As for man, his days are as grass: as a flower of the field, so he flourishes.
Read Chapter 103
Augustine of Hippo
AD 430
19. "Man, his days are but as grass" (ver. 15). Let man consider what he is; let not man be proud. "His days are but as grass." Why is the grass proud, that is now flourishing, and in a very short space dried up? Why is the grass proud that flourisheth only for a brief season, until the sun be hot? It is then good for us that His mercy be upon us, and from grass make gold. "For he flourisheth as a flower of the field." The whole splendour of the human race; honour, powers, riches, pride, threats, is the flower of the grass.

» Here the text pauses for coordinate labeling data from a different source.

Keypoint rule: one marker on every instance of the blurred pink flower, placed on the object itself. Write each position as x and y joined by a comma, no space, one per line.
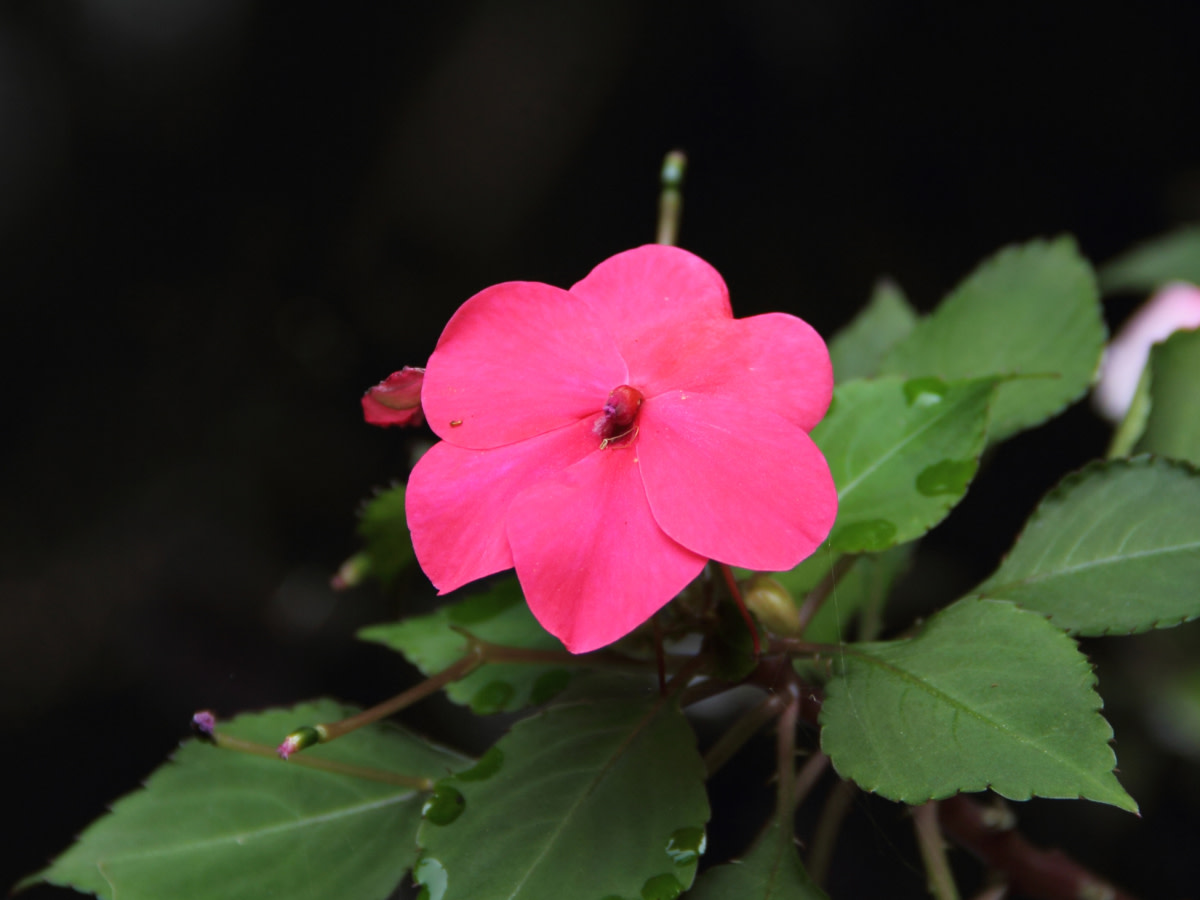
1175,307
396,400
607,441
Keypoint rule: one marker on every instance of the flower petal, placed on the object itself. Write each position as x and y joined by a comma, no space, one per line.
654,287
457,501
735,483
591,558
773,361
516,360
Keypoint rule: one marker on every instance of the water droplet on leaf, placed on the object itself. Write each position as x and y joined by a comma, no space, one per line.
431,875
687,845
924,391
445,804
948,477
661,887
867,537
487,766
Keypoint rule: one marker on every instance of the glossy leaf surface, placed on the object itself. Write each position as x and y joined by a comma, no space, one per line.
220,825
1115,549
987,695
858,349
1031,310
901,454
591,798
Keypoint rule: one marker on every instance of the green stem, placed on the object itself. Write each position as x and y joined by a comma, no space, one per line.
227,742
671,197
933,852
742,730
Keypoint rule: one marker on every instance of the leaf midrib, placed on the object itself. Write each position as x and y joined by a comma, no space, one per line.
192,846
1041,577
940,695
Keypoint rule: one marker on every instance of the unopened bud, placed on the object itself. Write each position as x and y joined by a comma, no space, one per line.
396,400
204,723
772,605
299,739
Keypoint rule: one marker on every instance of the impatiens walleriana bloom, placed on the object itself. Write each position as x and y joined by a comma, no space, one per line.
1174,309
607,441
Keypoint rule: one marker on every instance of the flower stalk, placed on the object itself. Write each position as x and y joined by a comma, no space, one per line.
204,725
675,165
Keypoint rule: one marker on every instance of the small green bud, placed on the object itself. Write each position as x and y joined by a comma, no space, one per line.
772,605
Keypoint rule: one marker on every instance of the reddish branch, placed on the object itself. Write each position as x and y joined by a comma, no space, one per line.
1030,870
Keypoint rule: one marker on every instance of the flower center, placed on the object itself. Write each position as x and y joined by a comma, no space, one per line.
618,420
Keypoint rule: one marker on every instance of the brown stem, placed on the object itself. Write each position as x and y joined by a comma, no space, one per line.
737,735
933,852
227,742
465,666
1030,870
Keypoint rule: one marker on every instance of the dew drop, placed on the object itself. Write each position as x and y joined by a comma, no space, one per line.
487,766
661,887
445,804
946,477
869,535
549,685
431,875
924,391
492,697
687,845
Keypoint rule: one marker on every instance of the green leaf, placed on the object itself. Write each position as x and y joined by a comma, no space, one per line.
772,870
389,546
587,799
987,695
499,616
1170,257
1030,310
857,351
1115,549
1173,427
901,454
228,826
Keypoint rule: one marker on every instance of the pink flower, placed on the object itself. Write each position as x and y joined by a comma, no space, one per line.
1175,307
396,400
607,441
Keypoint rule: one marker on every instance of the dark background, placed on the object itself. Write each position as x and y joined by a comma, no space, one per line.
221,221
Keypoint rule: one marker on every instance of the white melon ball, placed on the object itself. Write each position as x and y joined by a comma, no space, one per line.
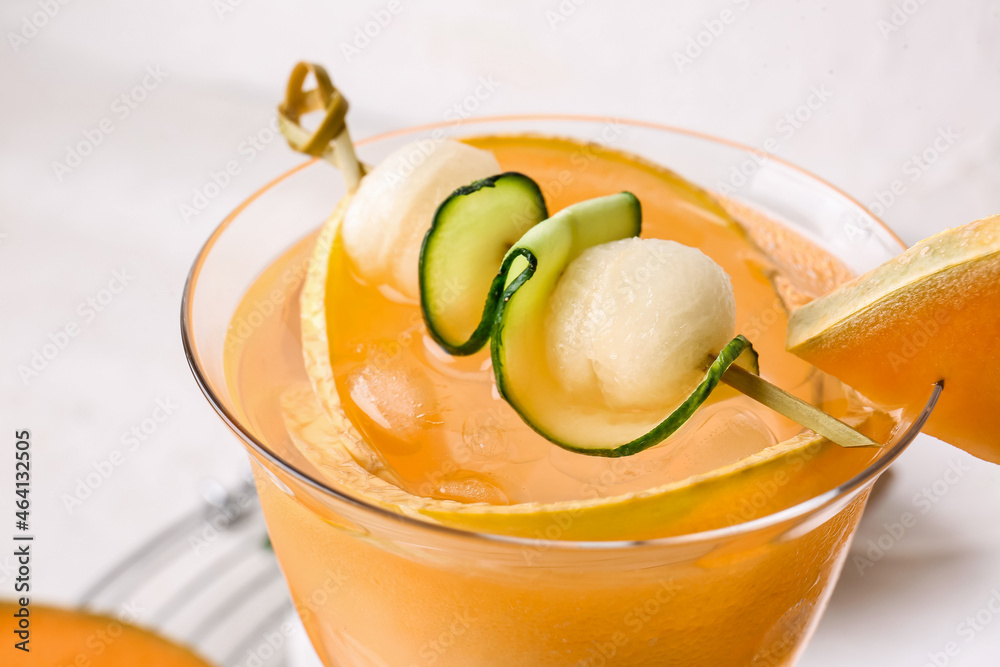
385,223
633,322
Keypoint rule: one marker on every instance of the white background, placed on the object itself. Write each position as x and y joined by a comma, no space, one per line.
892,88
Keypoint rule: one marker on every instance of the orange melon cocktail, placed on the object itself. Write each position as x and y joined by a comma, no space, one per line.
423,511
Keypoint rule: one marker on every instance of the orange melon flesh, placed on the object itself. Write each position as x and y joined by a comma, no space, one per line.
931,314
64,637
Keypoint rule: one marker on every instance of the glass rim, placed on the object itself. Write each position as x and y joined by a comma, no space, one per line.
803,509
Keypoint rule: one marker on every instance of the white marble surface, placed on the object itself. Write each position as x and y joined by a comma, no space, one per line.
889,90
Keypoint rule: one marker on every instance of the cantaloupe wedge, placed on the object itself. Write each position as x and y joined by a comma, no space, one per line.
932,314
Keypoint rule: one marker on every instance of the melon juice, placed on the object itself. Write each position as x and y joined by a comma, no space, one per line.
437,429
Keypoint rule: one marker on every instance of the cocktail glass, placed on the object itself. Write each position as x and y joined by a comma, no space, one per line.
374,587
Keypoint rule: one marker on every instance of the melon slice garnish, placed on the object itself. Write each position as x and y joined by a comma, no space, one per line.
931,314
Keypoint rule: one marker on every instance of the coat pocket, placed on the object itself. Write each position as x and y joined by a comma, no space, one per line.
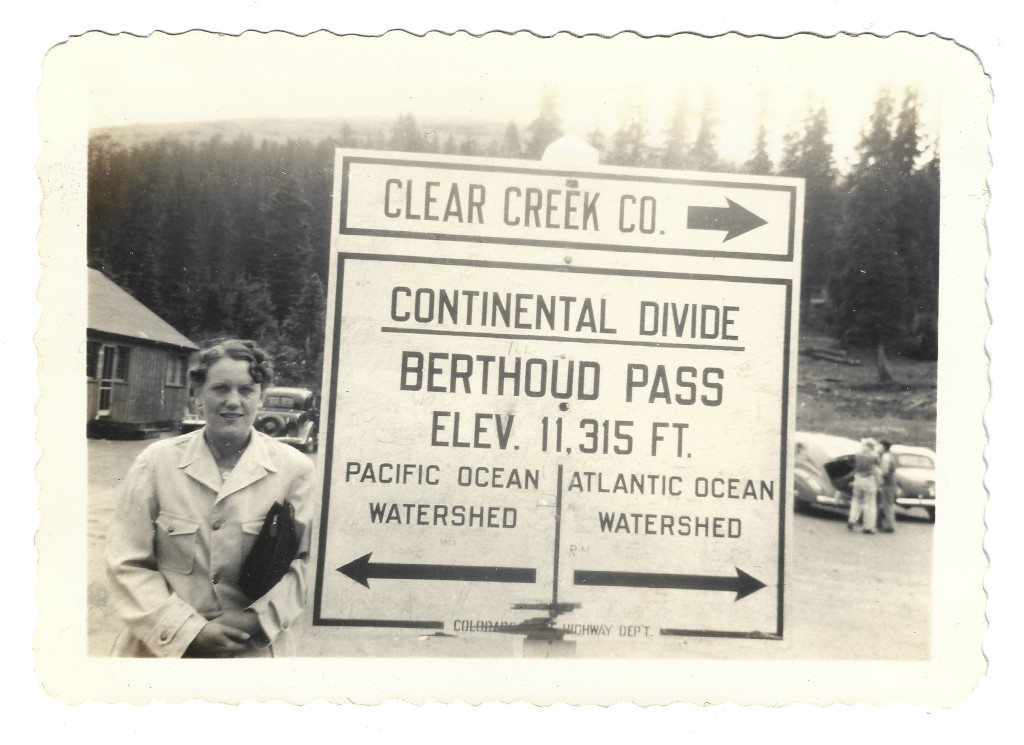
176,539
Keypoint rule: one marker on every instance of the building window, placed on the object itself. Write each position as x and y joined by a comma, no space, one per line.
91,359
122,370
177,369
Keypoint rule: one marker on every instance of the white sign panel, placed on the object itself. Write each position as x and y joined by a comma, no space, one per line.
513,440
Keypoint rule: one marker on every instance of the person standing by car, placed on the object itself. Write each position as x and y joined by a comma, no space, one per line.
188,513
887,489
863,505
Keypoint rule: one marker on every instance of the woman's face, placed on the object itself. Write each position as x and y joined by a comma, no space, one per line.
229,399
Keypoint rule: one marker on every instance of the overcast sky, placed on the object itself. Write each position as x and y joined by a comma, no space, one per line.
598,82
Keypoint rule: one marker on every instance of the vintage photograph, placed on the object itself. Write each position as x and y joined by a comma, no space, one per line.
519,348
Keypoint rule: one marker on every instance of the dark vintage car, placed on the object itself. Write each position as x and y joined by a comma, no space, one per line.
822,473
292,415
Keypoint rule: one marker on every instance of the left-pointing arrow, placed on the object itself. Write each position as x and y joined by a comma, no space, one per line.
361,570
742,584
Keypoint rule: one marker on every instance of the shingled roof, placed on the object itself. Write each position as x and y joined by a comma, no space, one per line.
112,310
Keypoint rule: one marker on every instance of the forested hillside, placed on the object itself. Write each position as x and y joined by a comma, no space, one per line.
230,236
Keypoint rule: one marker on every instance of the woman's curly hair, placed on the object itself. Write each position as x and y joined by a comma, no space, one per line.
260,364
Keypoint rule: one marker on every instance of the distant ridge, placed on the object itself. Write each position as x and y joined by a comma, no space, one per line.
285,130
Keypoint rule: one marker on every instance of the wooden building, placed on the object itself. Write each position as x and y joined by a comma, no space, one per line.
136,363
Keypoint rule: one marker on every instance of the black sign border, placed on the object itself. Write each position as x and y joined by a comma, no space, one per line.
344,229
342,257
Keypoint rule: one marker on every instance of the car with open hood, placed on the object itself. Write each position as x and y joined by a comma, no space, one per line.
822,473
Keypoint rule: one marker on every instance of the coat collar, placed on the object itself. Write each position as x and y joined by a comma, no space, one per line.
256,462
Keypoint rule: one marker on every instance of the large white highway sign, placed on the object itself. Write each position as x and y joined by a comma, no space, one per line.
557,391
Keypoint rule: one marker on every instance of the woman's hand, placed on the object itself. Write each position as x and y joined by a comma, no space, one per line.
218,640
245,620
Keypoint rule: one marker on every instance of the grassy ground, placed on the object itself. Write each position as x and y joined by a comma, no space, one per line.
847,399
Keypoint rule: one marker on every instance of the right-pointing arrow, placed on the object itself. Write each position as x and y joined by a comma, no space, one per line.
742,584
735,219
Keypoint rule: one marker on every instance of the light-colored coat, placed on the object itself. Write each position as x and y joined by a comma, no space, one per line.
180,532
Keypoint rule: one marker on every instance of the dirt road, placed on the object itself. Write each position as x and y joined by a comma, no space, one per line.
850,596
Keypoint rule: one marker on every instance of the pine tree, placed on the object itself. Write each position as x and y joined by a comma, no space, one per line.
873,298
511,144
545,129
629,145
289,250
304,329
407,135
677,142
760,163
808,154
704,155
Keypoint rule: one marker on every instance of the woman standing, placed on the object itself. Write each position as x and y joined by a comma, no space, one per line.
190,510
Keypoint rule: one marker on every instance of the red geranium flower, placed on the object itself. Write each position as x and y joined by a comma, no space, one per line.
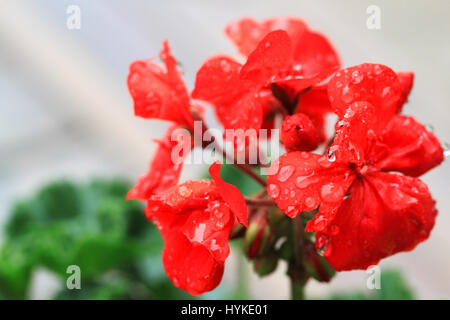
195,219
165,168
160,93
284,59
371,205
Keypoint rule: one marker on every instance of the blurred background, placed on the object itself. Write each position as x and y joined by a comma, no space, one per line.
66,112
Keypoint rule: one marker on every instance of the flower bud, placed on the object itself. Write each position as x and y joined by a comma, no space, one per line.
266,265
316,266
298,133
258,236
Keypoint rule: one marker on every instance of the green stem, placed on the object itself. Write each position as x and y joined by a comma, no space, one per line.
297,270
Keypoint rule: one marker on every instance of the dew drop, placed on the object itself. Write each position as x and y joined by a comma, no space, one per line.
305,181
377,69
285,173
429,127
334,230
328,250
331,156
331,192
446,147
225,65
347,94
310,203
323,162
386,92
184,191
274,190
357,77
320,223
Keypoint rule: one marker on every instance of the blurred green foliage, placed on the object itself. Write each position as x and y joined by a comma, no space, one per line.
393,287
94,227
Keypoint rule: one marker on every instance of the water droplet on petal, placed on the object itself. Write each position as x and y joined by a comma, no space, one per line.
285,173
347,94
334,230
446,147
184,191
357,77
328,250
310,203
386,92
273,190
331,156
305,181
323,162
429,127
377,69
331,192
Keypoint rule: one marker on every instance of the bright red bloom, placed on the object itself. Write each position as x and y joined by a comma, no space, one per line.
311,50
165,168
284,58
195,219
160,93
370,203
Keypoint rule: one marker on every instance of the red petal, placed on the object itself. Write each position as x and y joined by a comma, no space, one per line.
374,83
314,53
230,194
301,181
237,103
190,267
159,93
179,199
315,104
406,79
384,214
163,172
210,228
298,133
355,134
246,33
411,148
272,55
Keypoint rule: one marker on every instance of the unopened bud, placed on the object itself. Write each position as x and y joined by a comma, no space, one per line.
264,266
316,266
298,133
258,236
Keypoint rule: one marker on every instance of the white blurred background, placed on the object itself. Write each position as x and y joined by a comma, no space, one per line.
66,112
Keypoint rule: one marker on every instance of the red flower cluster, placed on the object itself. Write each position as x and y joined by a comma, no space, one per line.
370,203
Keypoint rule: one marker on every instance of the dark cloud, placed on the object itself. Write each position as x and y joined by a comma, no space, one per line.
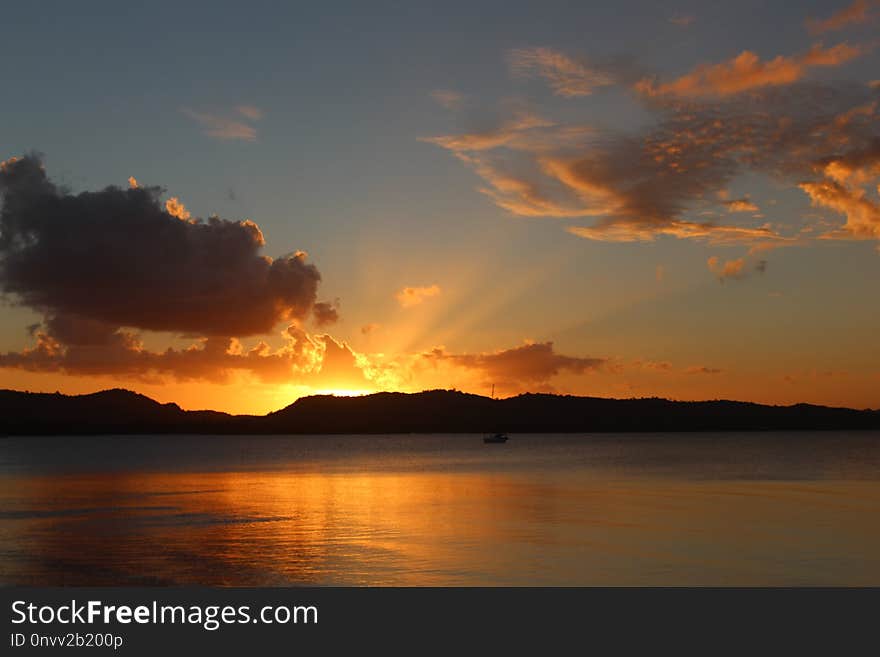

That house flourisheth, and that family it great, that family flourisheth; and how many flourish, and how many years do they live! Many years to thee, are but a short season unto God. God doth not count, as thou dost. Compared with the length and long life of ages, all the flower of any house is as the flower of the field. All the beauty of the year hardly lasteth for the year. Whatever there flourisheth, whatever there is warmed with heat, whatever there is beautiful, lasteth not; nay, it cannot exist for one whole year. In how brief a season do flowers pass away, and these are the beauty of the herbs! This which is so very beautiful, this quickly falleth. Inasmuch then as He knoweth as a father our forming, that we are but grass, and can only flourish for a time; He sent unto us His Word, and His Word, which abideth for evermore, He hath made a brother unto the grass which abideth not. Wonder not that thou shalt be a sharer of His Eternity; He became Himself first a sharer of thy grass. Will He who assumed from thee what was lowly, deny unto thee what is exalted in respect of thee?